Фридхоф тут же форсированно выпрямился, поднял над головой руки и замельтешил на цыпочках – ну прямо как настоящая балерина. Да при этом делая такое важное лицо, словно он и в самом деле на сцене Большого театра. Рита и Тая хором прыснули. Знали бы пациенты, чем занимаются анестезиологи над их похрапывающими головами. Тая еще не была знакома с этой профессией, но ей уже думалось, что все анестезиологи немного свихнутые, но при этом имеют по восемь рук и шесть пар глаз.

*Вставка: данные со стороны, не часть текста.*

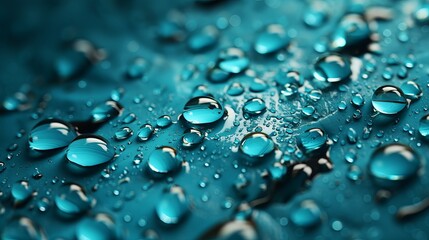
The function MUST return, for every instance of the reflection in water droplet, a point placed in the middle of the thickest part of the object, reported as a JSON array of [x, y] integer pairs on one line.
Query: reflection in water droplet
[[232, 60], [203, 110], [87, 151], [411, 90], [145, 132], [332, 68], [163, 160], [21, 192], [22, 228], [312, 140], [192, 137], [254, 106], [173, 206], [257, 145], [163, 121], [388, 100], [306, 215], [106, 111], [393, 163], [271, 40], [51, 134], [100, 227], [71, 200], [235, 89], [123, 133]]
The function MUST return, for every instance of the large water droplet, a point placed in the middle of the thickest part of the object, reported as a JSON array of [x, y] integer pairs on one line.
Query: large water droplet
[[173, 206], [163, 160], [203, 110], [99, 227], [271, 40], [254, 106], [71, 200], [257, 145], [51, 134], [106, 111], [22, 228], [388, 100], [394, 163], [232, 60], [87, 151], [332, 68]]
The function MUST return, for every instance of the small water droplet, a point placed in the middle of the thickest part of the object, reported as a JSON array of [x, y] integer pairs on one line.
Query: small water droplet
[[87, 151], [51, 134], [203, 110], [388, 100]]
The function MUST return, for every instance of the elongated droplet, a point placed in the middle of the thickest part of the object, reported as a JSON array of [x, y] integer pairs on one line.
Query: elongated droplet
[[51, 134], [88, 151]]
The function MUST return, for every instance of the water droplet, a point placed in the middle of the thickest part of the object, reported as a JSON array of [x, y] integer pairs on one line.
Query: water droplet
[[203, 110], [271, 40], [306, 215], [315, 17], [332, 68], [388, 100], [163, 160], [411, 90], [203, 39], [51, 134], [87, 151], [145, 132], [353, 32], [71, 200], [393, 163], [257, 145], [137, 69], [232, 60], [235, 89], [99, 227], [22, 228], [123, 133], [163, 121], [21, 192], [106, 111], [192, 137], [422, 14], [173, 206], [312, 140], [254, 106]]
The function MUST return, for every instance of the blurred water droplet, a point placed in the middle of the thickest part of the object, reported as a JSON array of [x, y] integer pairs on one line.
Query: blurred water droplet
[[271, 39], [71, 200]]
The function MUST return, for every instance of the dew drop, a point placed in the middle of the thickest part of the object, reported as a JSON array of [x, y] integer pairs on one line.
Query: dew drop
[[87, 151], [51, 134]]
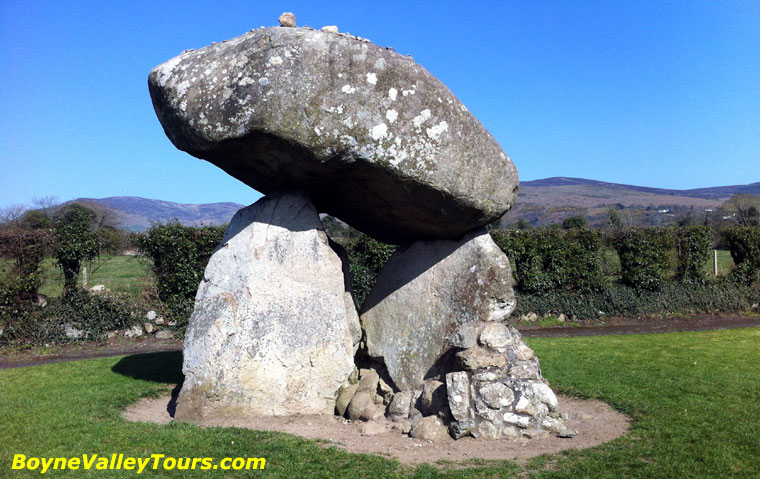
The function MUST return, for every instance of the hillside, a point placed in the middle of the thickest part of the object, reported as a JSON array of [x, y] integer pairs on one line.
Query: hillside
[[540, 202], [551, 200], [136, 214]]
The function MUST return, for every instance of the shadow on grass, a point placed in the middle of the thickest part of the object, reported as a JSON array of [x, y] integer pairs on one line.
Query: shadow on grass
[[163, 367]]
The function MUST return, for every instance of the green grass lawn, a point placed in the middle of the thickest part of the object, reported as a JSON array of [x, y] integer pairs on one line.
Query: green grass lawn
[[122, 274], [694, 399]]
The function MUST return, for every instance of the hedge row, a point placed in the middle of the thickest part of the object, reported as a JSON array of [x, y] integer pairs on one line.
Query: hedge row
[[620, 300], [549, 258], [552, 259], [744, 244], [179, 254]]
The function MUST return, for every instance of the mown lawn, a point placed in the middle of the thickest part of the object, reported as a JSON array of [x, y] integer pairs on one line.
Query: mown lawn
[[121, 274], [694, 399]]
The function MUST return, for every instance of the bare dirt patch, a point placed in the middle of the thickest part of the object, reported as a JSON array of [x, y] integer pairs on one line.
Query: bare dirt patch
[[595, 421]]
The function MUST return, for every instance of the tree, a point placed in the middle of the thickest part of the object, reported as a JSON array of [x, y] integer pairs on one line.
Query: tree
[[745, 209], [574, 222], [10, 216], [45, 204], [75, 241], [613, 219]]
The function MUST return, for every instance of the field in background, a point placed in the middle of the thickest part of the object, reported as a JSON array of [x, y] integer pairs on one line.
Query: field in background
[[129, 275]]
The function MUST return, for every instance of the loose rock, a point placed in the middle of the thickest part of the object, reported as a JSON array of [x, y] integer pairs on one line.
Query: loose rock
[[287, 19]]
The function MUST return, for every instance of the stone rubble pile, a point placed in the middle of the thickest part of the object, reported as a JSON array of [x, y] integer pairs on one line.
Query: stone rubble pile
[[322, 121]]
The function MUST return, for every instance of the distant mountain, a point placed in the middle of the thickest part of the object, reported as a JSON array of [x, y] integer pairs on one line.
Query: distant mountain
[[550, 200], [136, 214], [718, 192], [540, 202]]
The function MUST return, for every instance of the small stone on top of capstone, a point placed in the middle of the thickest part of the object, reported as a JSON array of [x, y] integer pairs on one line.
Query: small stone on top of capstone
[[287, 19]]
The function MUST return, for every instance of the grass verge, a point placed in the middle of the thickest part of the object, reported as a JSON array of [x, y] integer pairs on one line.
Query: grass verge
[[693, 398]]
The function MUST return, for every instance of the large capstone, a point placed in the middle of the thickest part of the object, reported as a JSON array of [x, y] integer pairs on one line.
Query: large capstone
[[271, 333], [427, 297], [372, 136]]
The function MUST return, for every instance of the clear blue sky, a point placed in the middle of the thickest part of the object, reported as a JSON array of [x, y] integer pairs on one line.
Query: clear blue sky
[[654, 93]]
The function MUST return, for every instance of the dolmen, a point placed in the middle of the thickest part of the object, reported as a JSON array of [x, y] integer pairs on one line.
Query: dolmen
[[326, 122]]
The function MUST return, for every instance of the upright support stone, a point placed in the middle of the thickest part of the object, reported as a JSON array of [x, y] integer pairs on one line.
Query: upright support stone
[[425, 293], [271, 333]]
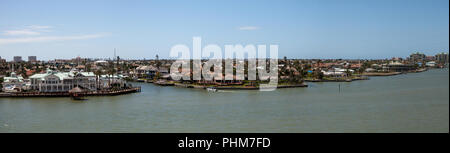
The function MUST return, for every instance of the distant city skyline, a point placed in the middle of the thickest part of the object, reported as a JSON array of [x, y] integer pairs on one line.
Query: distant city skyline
[[326, 29]]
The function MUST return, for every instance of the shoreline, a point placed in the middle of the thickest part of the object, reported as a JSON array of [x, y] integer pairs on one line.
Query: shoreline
[[67, 94]]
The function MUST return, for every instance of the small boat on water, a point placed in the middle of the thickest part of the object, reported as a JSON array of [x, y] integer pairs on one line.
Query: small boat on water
[[77, 94], [211, 89]]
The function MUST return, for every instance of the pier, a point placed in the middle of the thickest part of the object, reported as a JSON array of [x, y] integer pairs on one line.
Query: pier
[[66, 94]]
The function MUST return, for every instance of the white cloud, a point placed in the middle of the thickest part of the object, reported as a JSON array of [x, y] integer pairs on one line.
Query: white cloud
[[249, 28], [37, 27], [48, 38], [20, 32], [28, 30]]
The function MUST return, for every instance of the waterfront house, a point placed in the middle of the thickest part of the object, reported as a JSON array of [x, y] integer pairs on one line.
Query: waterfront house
[[13, 83], [146, 71], [398, 67], [53, 81]]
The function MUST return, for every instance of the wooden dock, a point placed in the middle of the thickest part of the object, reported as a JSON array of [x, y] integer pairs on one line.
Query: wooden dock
[[66, 94]]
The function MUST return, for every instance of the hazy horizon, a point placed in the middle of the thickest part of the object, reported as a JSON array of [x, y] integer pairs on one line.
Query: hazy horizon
[[349, 29]]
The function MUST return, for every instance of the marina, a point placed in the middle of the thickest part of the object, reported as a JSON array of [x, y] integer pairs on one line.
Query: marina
[[415, 102]]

Рядом с Фридхофом Тая ощущала себя первоклашкой во всём. Фридхоф же казался ей умудренным профессором с чуть съехавшей на бок крышей. Но, может быть, поэтому она его совсем не боялась. Хотя некое смятение всё же присутствовало, потому как ей всё время было стыдно от того, что она не могла дать доктору Майеру правильный ответ, когда он ее по ходу дела коротко экзаменовал. Но Фридхоф казался ей любезным и дружелюбным, чтобы уж слишком стыдиться перед ним своих пробелов в обучении. К тому же Тая с самого начала предупредила его, что совсем не имеет опыта в анестезиологии. Вот почему первого рабочего дня Тая боялась как огня. Она даже не знала, что ее ожидает, пока не пришел Фридхоф. Теперь же она с удивлением обнаружила, что это куда интереснее и занятнее, чем она себе рисовала. Даже держать маску над головой пациента было куда приятнее, чем простукивать больного неврологическим молотком. И, судя по шутливой и непринужденной атмосфере, которая царила вокруг ее наставника, дальнейшее обучение обещает быть занятным.

– Мы готовы! Мы готовы! – прокричал Фридхоф, заглядывая в операционную.

– Доктор Майер, доброе утро! – захихикала операционная медсестра. – Вы, как всегда, у нас на подъеме.

– Еще бы! – сказала Рита. – К тому же сегодня при нем молоденькая ассистентка.

– Вот проказник! – сказал выросший на пороге хирург с поднятыми вверх влажными кистями рук. – Приятно, наверное, когда тебе чуть ли не в рот заглядывают.

– Завидуем молча, – ответил Фридхоф. – Тая, иди сюда. Познакомьтесь, это наша новая ассистентка Тая Воронкова из Украины.

Тая, как послушная девочка, поздоровалась. Еще немного – и она бы сделала реверанс, так ей хотелось выказать свое почтение присутствующим.

– Тая, это доктор Уайс. А это его медсестра Джессика.

Они любезно улыбнулись, и снова это, теперь уже привычное, подмигивание глазами. Тая подумала, что ей не мешало бы дома потренироваться перед зеркалом, чтобы уметь так здороваться со всеми».